Don’t cry for retirees over low interest rates

Alan Kohler has published a detailed article at The ABC decrying the impact that record low deposit rates is having on retirees, claiming that “retirees are collateral damage” in the Reserve Bank of Australia’s (RBA) war against low inflation:

I think retirees are mostly just collateral damage in the war against low inflation. They happen to be in the way of the RBA’s efforts to get borrowers to spend and/or borrow more, the idea being that there are fewer retirees being impoverished and spending less than there are borrowers spending more…

RBA Governor Philip Lowe says interest rates are likely to stay where they are until 2024; it looks like being a long winter.
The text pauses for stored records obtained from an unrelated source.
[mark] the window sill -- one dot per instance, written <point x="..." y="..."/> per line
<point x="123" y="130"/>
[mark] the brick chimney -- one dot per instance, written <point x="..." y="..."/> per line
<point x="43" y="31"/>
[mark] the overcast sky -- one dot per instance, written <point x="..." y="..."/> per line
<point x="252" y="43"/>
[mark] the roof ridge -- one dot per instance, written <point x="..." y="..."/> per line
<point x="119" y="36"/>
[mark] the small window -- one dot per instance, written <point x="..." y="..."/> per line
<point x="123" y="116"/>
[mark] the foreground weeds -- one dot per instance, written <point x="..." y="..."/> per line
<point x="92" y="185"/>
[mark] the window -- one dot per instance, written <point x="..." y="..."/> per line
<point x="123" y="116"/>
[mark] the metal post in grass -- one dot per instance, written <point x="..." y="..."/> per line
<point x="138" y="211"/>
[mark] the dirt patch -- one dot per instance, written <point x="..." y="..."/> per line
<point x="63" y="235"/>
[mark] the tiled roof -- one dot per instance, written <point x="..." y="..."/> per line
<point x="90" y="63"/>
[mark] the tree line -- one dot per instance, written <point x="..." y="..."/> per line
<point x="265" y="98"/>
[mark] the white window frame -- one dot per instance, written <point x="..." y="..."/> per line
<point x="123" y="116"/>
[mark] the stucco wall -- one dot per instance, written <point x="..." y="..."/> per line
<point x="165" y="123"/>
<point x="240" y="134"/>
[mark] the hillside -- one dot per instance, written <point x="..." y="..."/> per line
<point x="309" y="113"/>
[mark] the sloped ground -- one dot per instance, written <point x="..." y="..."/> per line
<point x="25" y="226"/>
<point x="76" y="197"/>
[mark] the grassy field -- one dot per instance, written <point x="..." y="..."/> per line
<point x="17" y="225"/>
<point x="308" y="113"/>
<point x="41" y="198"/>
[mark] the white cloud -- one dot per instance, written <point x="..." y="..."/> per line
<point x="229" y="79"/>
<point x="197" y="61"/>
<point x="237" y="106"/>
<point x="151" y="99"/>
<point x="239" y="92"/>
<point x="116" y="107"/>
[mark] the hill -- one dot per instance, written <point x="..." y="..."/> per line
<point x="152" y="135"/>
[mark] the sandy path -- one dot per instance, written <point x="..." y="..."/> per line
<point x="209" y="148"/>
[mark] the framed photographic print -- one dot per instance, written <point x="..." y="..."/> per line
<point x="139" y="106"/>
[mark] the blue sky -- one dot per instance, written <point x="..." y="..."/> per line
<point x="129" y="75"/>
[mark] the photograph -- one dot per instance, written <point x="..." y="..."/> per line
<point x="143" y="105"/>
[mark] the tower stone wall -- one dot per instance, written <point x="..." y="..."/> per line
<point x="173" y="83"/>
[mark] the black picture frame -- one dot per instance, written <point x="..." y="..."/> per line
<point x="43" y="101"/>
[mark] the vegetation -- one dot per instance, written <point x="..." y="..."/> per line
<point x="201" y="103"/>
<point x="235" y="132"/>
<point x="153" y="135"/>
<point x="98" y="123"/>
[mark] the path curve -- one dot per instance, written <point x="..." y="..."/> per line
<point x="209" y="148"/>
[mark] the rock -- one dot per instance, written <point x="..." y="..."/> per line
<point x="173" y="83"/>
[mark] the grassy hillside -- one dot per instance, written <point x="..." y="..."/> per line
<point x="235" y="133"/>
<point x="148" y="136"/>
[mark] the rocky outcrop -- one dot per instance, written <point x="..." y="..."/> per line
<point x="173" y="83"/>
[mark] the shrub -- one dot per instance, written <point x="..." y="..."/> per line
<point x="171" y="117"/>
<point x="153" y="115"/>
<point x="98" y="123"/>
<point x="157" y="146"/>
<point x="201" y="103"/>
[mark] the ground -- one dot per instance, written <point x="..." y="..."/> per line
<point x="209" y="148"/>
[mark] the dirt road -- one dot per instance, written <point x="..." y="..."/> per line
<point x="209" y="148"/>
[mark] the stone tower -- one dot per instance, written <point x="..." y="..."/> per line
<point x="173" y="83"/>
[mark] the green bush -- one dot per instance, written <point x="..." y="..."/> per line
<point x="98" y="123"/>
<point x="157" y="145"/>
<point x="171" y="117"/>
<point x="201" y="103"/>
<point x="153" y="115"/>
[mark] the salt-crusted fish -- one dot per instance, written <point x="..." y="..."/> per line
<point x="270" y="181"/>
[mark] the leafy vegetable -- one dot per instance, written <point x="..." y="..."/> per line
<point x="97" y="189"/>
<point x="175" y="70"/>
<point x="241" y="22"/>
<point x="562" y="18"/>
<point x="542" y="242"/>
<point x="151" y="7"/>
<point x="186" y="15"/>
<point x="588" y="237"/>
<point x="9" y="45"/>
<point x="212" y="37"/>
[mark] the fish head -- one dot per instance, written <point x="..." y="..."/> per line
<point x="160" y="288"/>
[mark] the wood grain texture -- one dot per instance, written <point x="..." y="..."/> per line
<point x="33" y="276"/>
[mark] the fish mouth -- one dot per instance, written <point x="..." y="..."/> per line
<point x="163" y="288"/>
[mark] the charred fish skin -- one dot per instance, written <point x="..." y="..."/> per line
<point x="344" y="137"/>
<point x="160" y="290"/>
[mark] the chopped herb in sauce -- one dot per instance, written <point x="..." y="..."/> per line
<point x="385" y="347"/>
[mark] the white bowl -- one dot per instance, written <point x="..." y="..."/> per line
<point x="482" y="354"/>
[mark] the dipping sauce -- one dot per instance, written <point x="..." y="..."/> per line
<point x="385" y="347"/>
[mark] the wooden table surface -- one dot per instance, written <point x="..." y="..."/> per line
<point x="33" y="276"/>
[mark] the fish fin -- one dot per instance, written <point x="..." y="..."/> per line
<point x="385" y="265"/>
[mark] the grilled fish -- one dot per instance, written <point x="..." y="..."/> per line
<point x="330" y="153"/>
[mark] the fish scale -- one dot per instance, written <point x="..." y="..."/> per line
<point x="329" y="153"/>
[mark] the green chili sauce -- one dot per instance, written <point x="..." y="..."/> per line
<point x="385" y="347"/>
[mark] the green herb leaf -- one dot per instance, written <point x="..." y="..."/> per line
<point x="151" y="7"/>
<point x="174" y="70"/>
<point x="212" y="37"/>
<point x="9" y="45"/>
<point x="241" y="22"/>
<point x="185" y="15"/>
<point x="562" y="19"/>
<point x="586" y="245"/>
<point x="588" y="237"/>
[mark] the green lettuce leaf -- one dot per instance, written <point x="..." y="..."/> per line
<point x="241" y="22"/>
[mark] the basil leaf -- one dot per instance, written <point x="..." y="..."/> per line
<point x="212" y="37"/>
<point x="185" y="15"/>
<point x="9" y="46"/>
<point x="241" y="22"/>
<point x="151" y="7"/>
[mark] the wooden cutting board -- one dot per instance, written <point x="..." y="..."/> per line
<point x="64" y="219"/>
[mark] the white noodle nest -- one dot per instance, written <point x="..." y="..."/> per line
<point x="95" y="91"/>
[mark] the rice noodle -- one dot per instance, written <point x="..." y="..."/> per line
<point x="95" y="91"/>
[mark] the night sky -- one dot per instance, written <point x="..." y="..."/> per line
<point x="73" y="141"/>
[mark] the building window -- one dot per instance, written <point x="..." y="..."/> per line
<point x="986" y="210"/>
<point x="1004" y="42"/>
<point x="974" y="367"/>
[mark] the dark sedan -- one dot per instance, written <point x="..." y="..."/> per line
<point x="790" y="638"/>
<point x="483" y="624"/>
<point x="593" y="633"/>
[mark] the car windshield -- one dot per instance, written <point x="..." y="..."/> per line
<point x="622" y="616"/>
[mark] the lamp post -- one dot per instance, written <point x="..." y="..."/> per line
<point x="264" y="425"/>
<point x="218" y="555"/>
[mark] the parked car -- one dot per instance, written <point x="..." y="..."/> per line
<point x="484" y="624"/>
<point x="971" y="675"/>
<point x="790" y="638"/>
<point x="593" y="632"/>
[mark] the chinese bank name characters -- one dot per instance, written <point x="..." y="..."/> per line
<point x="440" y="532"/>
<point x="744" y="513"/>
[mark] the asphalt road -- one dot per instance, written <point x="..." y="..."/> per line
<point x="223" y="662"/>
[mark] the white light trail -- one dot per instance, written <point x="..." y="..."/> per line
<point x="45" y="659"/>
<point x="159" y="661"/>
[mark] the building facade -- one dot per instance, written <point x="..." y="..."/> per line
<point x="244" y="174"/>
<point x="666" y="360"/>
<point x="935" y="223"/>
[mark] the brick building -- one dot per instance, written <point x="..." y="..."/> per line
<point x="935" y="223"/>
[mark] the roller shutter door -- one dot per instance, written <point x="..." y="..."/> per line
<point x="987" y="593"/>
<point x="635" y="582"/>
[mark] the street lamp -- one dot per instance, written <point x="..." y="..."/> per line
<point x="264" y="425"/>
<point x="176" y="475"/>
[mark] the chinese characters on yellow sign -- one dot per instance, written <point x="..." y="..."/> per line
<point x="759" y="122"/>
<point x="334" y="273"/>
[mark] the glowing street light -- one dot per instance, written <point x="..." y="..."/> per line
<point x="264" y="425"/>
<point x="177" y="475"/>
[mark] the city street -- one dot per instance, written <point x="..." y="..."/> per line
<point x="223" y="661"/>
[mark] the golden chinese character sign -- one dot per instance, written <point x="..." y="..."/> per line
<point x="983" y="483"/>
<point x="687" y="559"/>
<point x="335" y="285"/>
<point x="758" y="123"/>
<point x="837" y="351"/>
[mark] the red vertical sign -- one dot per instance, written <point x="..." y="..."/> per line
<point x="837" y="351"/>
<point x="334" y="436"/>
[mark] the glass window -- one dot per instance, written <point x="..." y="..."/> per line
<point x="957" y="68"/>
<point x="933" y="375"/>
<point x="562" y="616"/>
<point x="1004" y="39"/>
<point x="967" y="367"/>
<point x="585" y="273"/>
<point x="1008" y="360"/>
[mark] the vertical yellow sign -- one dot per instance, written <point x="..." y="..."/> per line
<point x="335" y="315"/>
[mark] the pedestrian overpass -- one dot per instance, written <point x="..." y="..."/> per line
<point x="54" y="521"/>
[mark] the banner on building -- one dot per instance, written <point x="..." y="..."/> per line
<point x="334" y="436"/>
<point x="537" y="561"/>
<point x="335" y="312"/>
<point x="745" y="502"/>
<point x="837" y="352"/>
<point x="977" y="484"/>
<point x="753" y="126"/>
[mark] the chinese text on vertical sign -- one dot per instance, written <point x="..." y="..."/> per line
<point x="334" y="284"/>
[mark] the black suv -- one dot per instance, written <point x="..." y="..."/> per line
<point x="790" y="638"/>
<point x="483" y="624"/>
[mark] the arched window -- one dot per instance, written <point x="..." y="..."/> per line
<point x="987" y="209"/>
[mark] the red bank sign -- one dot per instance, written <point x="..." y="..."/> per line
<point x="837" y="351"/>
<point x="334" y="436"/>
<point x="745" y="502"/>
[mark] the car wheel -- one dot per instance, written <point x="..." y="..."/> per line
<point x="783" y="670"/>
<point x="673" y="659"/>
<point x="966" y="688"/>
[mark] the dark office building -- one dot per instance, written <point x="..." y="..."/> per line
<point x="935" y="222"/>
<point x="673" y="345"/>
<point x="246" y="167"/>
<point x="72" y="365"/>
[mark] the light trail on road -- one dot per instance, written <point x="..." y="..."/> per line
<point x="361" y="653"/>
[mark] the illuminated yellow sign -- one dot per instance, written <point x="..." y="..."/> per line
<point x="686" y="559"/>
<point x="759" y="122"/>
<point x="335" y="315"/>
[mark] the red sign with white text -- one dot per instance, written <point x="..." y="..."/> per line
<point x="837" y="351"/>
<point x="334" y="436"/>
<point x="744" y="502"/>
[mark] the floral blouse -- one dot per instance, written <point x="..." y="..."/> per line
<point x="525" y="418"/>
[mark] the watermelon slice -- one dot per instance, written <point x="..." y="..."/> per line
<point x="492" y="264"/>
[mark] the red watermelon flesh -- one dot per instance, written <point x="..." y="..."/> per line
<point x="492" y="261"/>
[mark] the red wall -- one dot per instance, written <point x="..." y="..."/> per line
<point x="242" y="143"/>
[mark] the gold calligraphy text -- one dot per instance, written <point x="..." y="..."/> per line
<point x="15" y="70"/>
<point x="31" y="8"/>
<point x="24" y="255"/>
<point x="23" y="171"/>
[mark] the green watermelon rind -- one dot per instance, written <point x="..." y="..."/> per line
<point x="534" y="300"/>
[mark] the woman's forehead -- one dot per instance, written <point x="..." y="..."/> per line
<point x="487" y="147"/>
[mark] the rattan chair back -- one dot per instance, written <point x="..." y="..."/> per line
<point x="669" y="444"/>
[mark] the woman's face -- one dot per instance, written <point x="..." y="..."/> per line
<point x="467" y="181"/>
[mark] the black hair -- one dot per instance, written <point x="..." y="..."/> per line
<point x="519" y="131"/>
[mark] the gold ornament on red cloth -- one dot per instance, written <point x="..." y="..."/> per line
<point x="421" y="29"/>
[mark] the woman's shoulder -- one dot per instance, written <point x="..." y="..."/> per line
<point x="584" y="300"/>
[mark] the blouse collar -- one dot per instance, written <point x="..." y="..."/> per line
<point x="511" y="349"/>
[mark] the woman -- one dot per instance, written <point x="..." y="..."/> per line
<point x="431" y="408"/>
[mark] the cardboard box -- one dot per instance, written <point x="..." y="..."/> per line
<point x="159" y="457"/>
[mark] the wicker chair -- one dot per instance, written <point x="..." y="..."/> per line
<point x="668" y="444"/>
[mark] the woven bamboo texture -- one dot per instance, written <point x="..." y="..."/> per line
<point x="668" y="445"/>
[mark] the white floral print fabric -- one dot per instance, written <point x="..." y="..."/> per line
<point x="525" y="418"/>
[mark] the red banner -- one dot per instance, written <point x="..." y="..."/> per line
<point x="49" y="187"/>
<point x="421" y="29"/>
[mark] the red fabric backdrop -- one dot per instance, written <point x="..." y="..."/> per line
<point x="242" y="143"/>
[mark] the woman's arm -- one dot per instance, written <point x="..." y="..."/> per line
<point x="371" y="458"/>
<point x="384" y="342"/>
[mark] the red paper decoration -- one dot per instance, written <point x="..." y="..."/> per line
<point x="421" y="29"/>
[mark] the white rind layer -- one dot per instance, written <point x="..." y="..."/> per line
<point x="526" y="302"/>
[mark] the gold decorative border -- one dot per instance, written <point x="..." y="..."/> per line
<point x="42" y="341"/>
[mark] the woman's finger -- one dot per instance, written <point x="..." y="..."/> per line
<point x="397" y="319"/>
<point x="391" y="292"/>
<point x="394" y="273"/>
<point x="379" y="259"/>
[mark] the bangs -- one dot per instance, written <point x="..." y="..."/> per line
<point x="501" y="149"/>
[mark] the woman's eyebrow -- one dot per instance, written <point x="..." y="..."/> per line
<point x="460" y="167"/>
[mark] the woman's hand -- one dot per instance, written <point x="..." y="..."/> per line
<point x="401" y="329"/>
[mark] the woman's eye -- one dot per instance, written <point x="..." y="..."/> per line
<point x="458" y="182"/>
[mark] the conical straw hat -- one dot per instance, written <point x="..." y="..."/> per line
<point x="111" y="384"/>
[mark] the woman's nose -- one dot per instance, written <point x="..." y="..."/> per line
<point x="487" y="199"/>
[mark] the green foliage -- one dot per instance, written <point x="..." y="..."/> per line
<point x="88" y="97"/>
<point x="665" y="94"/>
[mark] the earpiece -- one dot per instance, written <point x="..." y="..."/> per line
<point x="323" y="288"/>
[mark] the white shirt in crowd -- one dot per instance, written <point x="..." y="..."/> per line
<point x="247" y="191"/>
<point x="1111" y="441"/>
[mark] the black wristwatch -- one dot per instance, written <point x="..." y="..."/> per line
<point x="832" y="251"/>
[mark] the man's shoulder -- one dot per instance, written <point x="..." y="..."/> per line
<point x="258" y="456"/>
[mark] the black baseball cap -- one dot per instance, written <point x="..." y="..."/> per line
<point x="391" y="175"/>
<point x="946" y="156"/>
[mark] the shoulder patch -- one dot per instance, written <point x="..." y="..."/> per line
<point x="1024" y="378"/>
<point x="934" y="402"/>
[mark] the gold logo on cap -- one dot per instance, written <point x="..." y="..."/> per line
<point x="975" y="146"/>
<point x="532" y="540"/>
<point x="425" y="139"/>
Superficially, Kohler has a good point. The RBA’s indicator deposit rates have fallen to record lows.

The average 1-month term deposit rate was just 0.05% in February, while the average 3-month and 6-month term deposits averaged only 0.10% and 0.20% respectively:

Average short-term deposit rates fell to a record low in February 2021.

At the longer end of the curve, rates on 1-year and 3-year term deposits fetched only 0.30% and 0.35% respectively in February:

Longer-term deposit rates remained at a record low in February 2021.

Whereas the average rate across all deposit terms was a record low 0.20% in February 2020, a huge change from the 5.20% earned when the Global Financial Crisis hit in June 2008.

So yes, savers are being adversely impacted by record low rates, and most of these are retirees. But the equation is not that simple.

Retirees also have by far the highest home ownership rates in the nation at over 80%, according to the latest Census:

Australian home ownership rates

82% of people aged over 65 owned their home at the 2016 Census.

Thus, retirees will have enjoyed large gains in wealth (not to mention shares) from the latest surge in the property (and share) market. This wealth can easily be ‘cashed-in’ via the Pension Loan Scheme – the government’s reverse mortgage program.

We should also remember that Australians aged 65 and over have enjoyed by far the biggest wealth gains over recent decades, according to the Household, Income and Labour Dynamics in Australia (HILDA) survey:

Prior to 2010, the median wealth of people aged 65 to 74 was less than that of those aged 45 to 54, but by 2010 the median wealth of the 65 to 74 age group had overtaken the median wealth of those aged 45 to 54. This reflects the very strong growth in median wealth between 2002 and 2018 for the 65 to 74 age group, with the median increasing by 98.1%. Growth was also strong for the oldest age group, increasing by 83.4% between 2002 and 2018.

In short, while Australia’s retirees may be disadvantaged by low deposit rates, they are gaining elsewhere and remain the luckiest cohort in Australia.